I don't follow this at all. Why text within single backticks after text of any length between a pair of colon (:) is considered valid?

:math:`d(x, y):= (x-y)^2`

expression like these are valid cases because they have special representation in documentation generated by rst

This looks extremely specific.

Your code however matches for any :, not just ones after :math:. Will it make sense to check for that (and any other specific cases you want to allow), perhaps with positive look behind?

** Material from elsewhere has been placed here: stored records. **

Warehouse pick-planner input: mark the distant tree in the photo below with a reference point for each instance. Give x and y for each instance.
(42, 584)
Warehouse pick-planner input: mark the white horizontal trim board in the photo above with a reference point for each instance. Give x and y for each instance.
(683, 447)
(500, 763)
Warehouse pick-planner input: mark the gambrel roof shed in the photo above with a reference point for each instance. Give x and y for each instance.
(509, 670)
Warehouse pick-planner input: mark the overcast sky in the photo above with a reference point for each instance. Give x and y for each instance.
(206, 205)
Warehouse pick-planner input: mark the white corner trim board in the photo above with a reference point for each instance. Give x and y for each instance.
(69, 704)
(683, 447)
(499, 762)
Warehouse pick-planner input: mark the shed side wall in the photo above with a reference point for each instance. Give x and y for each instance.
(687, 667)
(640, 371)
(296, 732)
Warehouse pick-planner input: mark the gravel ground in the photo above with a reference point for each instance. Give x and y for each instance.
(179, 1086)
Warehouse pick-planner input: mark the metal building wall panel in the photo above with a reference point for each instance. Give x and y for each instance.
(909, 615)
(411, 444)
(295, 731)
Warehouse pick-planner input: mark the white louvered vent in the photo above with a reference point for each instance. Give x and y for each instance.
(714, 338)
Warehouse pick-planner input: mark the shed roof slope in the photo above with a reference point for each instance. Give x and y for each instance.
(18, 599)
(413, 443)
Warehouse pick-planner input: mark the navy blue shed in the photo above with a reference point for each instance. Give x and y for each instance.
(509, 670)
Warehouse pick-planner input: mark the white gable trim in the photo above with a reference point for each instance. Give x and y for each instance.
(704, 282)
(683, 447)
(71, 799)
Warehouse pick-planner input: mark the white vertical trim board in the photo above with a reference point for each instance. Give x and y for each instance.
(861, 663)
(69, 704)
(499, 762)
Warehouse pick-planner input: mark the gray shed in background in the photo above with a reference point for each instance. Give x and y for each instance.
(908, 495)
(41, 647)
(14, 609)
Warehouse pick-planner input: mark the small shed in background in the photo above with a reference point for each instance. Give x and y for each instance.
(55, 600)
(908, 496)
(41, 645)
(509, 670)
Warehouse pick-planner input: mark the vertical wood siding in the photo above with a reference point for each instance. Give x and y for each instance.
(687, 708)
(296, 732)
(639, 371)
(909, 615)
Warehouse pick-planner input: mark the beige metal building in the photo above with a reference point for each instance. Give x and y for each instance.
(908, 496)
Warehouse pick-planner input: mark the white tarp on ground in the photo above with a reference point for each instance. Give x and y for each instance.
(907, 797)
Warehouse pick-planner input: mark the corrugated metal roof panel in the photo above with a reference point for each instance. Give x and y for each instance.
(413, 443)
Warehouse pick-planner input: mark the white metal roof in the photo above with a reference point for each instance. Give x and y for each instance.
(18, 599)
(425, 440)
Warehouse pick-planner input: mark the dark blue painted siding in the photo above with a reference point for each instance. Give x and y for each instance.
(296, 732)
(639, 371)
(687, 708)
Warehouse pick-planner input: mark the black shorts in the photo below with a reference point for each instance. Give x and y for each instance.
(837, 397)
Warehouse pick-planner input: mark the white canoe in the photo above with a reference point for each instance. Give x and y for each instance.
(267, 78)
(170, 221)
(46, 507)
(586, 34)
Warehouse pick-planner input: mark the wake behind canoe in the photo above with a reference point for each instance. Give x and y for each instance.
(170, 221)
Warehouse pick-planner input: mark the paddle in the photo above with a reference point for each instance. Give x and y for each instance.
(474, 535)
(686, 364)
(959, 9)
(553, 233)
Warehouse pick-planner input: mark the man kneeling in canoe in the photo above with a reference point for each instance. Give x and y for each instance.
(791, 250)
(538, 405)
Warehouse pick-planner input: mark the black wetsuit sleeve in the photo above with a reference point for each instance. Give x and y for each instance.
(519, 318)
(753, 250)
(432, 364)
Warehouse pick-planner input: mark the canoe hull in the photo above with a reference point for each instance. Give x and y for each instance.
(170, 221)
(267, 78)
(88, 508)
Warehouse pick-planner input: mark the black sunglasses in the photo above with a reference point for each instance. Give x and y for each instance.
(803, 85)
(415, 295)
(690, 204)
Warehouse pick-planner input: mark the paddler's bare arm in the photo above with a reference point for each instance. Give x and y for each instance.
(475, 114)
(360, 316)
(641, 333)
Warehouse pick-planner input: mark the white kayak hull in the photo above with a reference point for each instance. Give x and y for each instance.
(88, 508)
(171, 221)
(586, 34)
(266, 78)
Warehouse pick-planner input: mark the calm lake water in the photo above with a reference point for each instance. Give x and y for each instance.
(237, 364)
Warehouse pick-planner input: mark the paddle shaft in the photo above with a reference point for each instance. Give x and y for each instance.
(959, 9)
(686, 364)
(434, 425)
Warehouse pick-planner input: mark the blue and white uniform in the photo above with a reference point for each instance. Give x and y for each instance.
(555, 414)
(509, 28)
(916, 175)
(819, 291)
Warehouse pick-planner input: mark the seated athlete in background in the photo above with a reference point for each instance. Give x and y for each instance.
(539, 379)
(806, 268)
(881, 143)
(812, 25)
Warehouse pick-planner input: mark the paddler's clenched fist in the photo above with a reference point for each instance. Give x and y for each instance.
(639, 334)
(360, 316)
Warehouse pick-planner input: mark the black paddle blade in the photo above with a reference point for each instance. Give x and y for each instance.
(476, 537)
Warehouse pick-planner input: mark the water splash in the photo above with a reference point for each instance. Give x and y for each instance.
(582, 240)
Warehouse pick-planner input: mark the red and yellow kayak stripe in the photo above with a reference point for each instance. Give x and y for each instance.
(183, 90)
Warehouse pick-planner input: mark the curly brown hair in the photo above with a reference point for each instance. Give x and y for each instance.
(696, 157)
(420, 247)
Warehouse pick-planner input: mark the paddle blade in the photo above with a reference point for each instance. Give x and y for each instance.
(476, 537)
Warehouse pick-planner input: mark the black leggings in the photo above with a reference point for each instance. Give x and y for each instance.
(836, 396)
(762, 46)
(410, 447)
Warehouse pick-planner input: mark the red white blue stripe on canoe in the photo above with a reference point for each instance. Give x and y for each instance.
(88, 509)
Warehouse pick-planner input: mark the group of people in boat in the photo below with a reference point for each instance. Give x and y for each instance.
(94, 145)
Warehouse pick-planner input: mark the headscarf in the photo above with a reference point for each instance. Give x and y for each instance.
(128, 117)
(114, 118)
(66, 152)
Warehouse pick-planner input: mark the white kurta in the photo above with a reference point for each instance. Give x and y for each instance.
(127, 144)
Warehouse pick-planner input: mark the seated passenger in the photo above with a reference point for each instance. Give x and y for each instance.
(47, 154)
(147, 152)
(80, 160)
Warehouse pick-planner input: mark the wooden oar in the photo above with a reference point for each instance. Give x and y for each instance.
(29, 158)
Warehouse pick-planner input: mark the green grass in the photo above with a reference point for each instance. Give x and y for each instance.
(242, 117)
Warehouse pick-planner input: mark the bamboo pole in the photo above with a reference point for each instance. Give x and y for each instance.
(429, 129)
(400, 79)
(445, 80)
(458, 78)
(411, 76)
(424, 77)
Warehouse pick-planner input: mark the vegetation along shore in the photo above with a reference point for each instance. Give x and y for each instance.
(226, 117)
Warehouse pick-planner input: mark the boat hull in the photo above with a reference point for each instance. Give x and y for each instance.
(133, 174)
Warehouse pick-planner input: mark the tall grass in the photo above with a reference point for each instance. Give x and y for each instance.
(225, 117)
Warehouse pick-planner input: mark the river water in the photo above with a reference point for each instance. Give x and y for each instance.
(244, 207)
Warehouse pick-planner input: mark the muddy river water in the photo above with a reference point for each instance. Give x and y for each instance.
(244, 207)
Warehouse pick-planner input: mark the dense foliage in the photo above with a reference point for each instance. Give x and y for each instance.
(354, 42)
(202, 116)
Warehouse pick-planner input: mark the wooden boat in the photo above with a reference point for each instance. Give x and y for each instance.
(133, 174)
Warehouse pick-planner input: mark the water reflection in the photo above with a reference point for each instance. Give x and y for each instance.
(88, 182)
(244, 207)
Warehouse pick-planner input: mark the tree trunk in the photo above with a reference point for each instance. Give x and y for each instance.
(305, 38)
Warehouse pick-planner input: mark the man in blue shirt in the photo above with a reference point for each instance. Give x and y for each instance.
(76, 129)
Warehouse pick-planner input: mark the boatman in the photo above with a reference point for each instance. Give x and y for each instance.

Its not specific, there are multiple cases like

:attr:`means_` :data:`sys.stderr` :term:`Glossary <random_state>` :ref:`User Guide <cross_validation>` :math:`i_k \in \{1, \dots, m\}, j_k \in \{1, \dots, n\}`

and there can exist many more

build_tools/check_backticks.py

following changes have been made 1. use glob to find python files 2. improve ast node selection method 3. fix the line number on docstrings 4. handle triple-backticks 5. add useful comments where needed

yarnabrina · 2024-03-10T14:46:51Z

build_tools/check_backticks.py

+        if text in invalid_backtick_text:
+            continue


This is just for unique texts right? Let's skip this and make invalid_backtick_text a set and use add below.

yarnabrina · 2024-03-10T14:48:11Z

build_tools/check_backticks.py

+
+def main():
+    """Execute the main function of the script."""
+    import sktime


This assumes sktime is already installed. I don't think we can assume that for pre-commit like cases.

yarnabrina · 2024-03-10T14:49:11Z

build_tools/check_backticks.py

+    results = {}
+
+    # list all the python files in the project
+    py_files = find_py_files(sktime.__path__[0])


Same as above. What about accepting a path as CLI argument, and defaulting to ./sktime by default?

this actually improves the time from 2~3 seconds to 1~2 seconds as we are saving time by not importing sktime

yarnabrina · 2024-03-10T14:50:50Z

build_tools/check_backticks.py

+
+    # print the lines along with the invalid backticks text
+    if len(results) > 0:
+        print(f"Total Files with invalid backticks: {len(results)}")  # noqa


What is this noqa for? Is flake8 or some other linter complaining about presence of print? In that case, skip a specific error code only instead of skipping all.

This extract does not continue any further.